Lansing alzò la testa e vide Jorgenson e Melissa che si avvicinavano, girando intorno al fuoco. Jorgenson si accosciò davanti a lui. Melissa rimase in piedi. — Io e Melissa vogliamo dirti una cosa — annunciò Jorgenson. — Ci dispiace, ma non proseguiremo con te. Abbiamo deciso di restare.

XXIX

Era meglio così, si disse Lansing. Da solo avrebbe potuto viaggiare più facilmente e rapidamente. Dalla mattina aveva percorso parecchia strada… molto più, ne era sicuro, che se avesse avuto con lui gli altri due. E soprattutto, non aveva nessuna simpatia per loro. Melissa era una piagnucolona, e Jorgenson un maleducato.

Se c’era qualcuno che gli dispiaceva aver lasciato, quello era Correy. Sebbene avesse trascorso soltanto poche ore in sua compagnia, l’aveva trovato simpatico. Gli aveva dato un po’ più della metà delle monete che gli rimanevano e gli aveva stretto la mano.
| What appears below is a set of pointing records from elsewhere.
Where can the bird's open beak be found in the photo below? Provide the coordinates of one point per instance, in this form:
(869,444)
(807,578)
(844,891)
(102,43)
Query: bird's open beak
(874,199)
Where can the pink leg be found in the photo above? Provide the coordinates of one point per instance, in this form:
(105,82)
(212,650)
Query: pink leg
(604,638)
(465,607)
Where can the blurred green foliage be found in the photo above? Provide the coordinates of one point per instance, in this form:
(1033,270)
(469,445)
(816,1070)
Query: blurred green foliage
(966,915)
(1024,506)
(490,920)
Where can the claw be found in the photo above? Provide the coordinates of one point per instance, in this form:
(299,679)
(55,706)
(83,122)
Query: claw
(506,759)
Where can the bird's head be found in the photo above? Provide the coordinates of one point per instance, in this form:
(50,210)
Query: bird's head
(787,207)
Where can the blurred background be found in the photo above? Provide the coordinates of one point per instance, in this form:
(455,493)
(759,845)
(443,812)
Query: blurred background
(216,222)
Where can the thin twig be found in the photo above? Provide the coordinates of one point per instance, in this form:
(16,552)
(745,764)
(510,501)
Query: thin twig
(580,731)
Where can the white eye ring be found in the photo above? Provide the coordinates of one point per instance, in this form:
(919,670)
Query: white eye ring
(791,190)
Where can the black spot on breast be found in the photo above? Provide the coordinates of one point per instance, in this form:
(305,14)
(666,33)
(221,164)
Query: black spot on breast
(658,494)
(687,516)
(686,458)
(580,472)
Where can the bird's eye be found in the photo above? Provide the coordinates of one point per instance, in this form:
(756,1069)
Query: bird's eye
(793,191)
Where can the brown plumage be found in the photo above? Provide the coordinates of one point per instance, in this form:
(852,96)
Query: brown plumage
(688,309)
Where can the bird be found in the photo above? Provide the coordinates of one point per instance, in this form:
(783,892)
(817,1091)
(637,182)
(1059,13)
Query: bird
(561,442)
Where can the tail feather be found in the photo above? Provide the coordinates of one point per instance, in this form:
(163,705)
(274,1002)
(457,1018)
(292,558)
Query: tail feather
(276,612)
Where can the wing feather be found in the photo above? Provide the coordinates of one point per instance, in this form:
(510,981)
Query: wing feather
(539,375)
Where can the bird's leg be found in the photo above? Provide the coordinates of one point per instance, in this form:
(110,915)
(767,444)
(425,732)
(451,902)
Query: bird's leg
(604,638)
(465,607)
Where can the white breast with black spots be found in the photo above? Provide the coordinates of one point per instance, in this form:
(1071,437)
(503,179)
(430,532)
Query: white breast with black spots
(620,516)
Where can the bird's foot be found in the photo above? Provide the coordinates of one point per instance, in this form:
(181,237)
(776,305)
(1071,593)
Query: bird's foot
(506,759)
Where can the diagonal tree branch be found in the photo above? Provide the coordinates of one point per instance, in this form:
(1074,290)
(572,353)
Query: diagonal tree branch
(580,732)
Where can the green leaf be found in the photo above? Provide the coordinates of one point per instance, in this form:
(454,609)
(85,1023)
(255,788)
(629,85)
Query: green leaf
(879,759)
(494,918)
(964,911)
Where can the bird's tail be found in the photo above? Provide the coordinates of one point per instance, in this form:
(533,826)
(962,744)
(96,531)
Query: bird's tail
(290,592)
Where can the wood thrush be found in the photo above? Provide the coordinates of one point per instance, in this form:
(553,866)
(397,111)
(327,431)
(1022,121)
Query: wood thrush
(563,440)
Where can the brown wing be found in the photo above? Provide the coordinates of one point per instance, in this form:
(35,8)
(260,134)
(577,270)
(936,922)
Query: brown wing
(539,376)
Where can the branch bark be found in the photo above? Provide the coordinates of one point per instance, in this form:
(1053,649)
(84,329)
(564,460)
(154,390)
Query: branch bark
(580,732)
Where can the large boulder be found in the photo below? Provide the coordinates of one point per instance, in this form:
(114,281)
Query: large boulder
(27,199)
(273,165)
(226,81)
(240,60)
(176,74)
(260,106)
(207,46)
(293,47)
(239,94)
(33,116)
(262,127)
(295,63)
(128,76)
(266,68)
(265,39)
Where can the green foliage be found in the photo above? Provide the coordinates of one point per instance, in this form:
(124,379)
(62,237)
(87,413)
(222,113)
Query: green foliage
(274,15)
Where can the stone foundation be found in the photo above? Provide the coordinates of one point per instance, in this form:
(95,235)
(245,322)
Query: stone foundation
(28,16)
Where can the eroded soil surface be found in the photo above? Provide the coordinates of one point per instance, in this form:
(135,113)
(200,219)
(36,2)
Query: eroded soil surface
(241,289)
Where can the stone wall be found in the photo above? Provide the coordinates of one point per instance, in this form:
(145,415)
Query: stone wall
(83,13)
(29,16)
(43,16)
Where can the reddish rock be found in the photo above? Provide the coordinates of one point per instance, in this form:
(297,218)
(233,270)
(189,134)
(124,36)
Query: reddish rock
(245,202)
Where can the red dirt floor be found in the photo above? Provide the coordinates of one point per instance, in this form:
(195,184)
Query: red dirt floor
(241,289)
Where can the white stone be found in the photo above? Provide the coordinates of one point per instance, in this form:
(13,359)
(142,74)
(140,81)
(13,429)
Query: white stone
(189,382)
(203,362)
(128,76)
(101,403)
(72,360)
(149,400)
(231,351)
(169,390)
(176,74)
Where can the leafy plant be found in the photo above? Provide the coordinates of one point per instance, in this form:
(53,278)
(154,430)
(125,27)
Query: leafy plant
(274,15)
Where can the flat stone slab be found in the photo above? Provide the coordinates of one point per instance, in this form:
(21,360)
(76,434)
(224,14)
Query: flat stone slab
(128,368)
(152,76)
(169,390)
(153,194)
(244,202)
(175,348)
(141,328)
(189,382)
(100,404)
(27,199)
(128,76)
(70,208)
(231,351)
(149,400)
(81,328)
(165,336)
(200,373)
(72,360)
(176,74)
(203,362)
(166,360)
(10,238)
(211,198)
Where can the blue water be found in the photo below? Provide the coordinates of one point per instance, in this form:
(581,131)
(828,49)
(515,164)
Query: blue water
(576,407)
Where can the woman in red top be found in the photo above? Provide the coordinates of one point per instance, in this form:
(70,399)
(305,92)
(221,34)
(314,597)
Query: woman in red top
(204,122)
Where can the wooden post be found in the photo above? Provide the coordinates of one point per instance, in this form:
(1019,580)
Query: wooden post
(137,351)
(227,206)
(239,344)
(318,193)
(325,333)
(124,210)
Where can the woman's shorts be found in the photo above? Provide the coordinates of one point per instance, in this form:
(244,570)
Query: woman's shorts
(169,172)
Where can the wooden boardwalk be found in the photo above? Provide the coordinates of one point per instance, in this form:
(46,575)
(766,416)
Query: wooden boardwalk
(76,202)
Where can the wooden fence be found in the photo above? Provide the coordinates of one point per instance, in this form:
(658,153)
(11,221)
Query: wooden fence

Quando aveva accettato il dono, Correy s’era mostrato molto cortese, e l’aveva ringraziato a nome dell’intero gruppo.

— Amministrerò questa ricchezza inaspettata nell’interesse comune — aveva detto. — Immagino che tutti vorranno ringraziarti.

— Lascia stare — aveva risposto Lansing. — Forse io e Mary torneremo qui.

— Vi terremo un posto accanto al fuoco — aveva detto Correy. — Ma spero sinceramente che non dobbiate tornare. La vita, qui, non è molto piacevole. Forse troverete una via d’uscita. Alcuni devono trovarla. Vi auguro che voi ci riusciate.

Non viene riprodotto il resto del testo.